La revue des campements - Portrait inspirant de l'action collective

Love on Trial – Premier examen

Un jeune chanteur de J-pop doit choisir entre l'amour et la célébrité dans le doux drame romantique de Koji Fukada.

Ce n'est un secret pour personne que les jeunes stars de la musique pop japonaise sont tenues à des normes extrêmement élevées, à la fois par les fans et leurs étiquettes. Les membres du prochain groupe de J-Pop Happy Fanfare sont parfaitement conscients de ce que l'on attend d'eux, qui leur est percé constamment par le personnel sérieux et sérieux qui se tiendra juste à côté de leurs performances et de leurs signatures de fans et leur disent tout ce qu'ils font mal. Chaque instant de leur temps est pris en compte, et leurs jours sont longs – ils devraient assister à des répétitions avant les spectacles et la diffusion en direct à leurs fans après leur retour à la maison. C'est énormément de pression pour exercer n'importe qui, sans parler d'un groupe de jeunes femmes, et les restrictions s'étendent également à leur vie privée. Les filles sont contractuellement interdites d'avoir des petits amis malgré leur sexualisation par leurs légions de fans principalement masculins et ont très peu de temps libre. Mai (l'ancien Idol Saito Kyoko) est le membre le plus populaire du groupe, mais il y a une forte concurrence des camarades de groupe, et comme le label aime leur rappeler, le classement peut changer à tout moment.

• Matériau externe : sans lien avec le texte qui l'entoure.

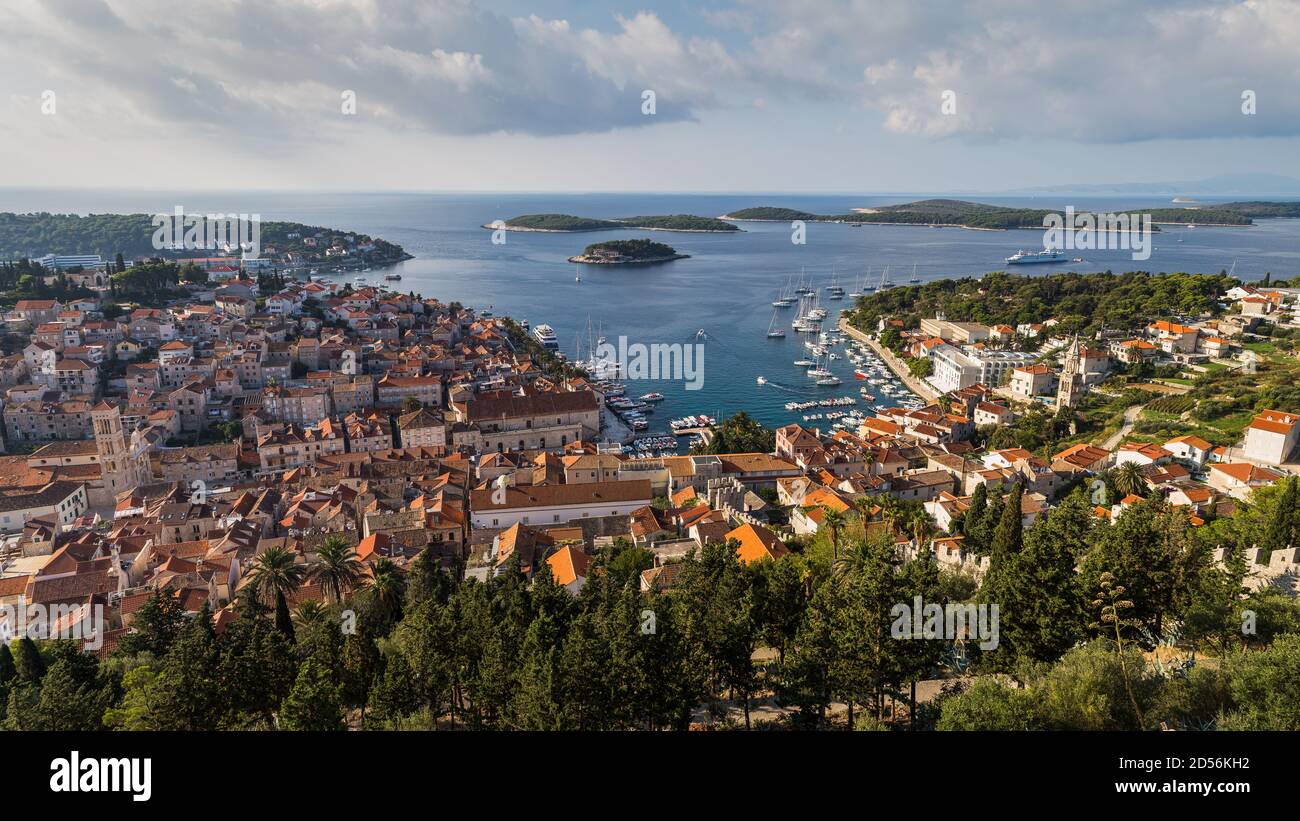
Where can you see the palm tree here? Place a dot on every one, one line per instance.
(276, 576)
(308, 613)
(388, 586)
(833, 520)
(338, 569)
(1130, 479)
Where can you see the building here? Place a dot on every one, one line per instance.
(1239, 478)
(954, 369)
(423, 428)
(63, 500)
(1071, 377)
(124, 464)
(1270, 437)
(553, 504)
(74, 260)
(1030, 381)
(958, 333)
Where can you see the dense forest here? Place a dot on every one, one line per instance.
(983, 216)
(1082, 303)
(1101, 626)
(568, 222)
(628, 251)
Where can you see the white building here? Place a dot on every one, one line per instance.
(1270, 437)
(551, 504)
(954, 369)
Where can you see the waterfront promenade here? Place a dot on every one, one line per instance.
(900, 368)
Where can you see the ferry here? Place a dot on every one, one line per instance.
(545, 335)
(1032, 257)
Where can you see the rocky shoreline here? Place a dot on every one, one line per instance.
(586, 260)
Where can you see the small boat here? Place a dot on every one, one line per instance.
(774, 330)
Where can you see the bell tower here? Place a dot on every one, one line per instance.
(118, 464)
(1071, 377)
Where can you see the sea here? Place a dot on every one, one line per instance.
(719, 298)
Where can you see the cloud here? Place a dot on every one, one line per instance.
(1103, 72)
(1108, 70)
(443, 66)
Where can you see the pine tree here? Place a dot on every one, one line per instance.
(155, 625)
(315, 703)
(1281, 533)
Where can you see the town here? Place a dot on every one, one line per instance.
(248, 446)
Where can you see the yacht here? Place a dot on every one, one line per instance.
(774, 330)
(545, 335)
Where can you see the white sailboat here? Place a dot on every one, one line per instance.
(774, 330)
(862, 290)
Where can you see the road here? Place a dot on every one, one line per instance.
(917, 386)
(1130, 420)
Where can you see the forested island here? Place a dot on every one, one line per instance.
(627, 252)
(571, 224)
(1083, 303)
(131, 235)
(961, 213)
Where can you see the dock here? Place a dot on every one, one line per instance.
(900, 368)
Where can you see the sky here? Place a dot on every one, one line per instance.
(551, 95)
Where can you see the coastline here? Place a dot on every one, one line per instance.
(583, 260)
(611, 227)
(919, 387)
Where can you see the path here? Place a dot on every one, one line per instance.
(917, 386)
(1130, 420)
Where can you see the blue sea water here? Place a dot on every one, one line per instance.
(724, 289)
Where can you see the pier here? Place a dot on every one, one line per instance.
(900, 368)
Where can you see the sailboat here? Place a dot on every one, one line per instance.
(783, 299)
(835, 289)
(863, 287)
(804, 290)
(774, 331)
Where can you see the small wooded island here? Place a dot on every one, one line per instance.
(627, 252)
(659, 222)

Devenant de plus en plus désillusionné par sa vie restrictive, Mai est ravie lorsqu'elle rencontre une vieille camarade de classe, qui travaille comme artiste de rue. Kei (Yuki Kura) partage les inclinations artistiques de Mai mais est dérangée littéralement et au figuré (il vit dans sa camionnette). Alors que la paire devient de fermes amis, ils commencent également à tomber amoureux – en même temps, Happy Fanfare fait face à la réaction lorsque la relation secrète d'un membre d'un autre groupe avec un Livestreamer populaire est découverte. Non seulement cela crie leur étiquette, mais l'incident envoie leurs fans dans un maelstrom et menace même la sécurité des filles. Il devient de plus en plus clair pour Mai qu'ils ne sont que de nous à l'étiquette en tant que produit, plutôt que comme des gens.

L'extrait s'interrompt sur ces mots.